Moody's warned of a potential downgrade for eurozone banks and expressed concerns about sovereign credit and the risk of default.
NEW YORK (CNNMoney) -- Investors are feeling Euro fatigue, with European stocks managing tepid gains even as Moody's warns of possible eurozone bank downgrades and Italian borrowing costs remain high.
In its second auction this week, Italy sold €7.5 billion of 3- and 10-year bonds at yields of 7.86% and 7.56%, respectively.
London's FTSE () and the CAC 40 ( ) in Paris each rose 0.46% at the close, while the DAX ( ) in Frankfurt gained nearly 1%.

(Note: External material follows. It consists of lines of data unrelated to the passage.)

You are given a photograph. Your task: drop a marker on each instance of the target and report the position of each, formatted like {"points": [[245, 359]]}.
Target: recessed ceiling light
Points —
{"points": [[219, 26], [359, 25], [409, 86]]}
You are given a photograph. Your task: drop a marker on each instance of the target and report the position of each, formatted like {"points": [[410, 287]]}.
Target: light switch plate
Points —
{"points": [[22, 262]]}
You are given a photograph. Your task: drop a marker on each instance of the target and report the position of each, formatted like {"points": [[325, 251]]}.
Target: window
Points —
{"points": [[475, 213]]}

But High Frequency Economics chief economist Carl Weinberg said those gains should be taken with a big dose of caution.
"We have seen this pattern before," said Weinberg, in a client note. "Markets develop great expectations [ahead of meetings and summits]. When these confabs deliver nothing other than promises to agree to a plan at the next meeting, markets become morose and inconsolable..and they crash."
A two-day meeting of European Union finance ministers got underway Tuesday and investors are hoping to hear more good news about how Europe's problems will be fixed.
Weinberg said that rally was driven by a combination of "irrational optimism" and technical consolidation from last week's sell-off.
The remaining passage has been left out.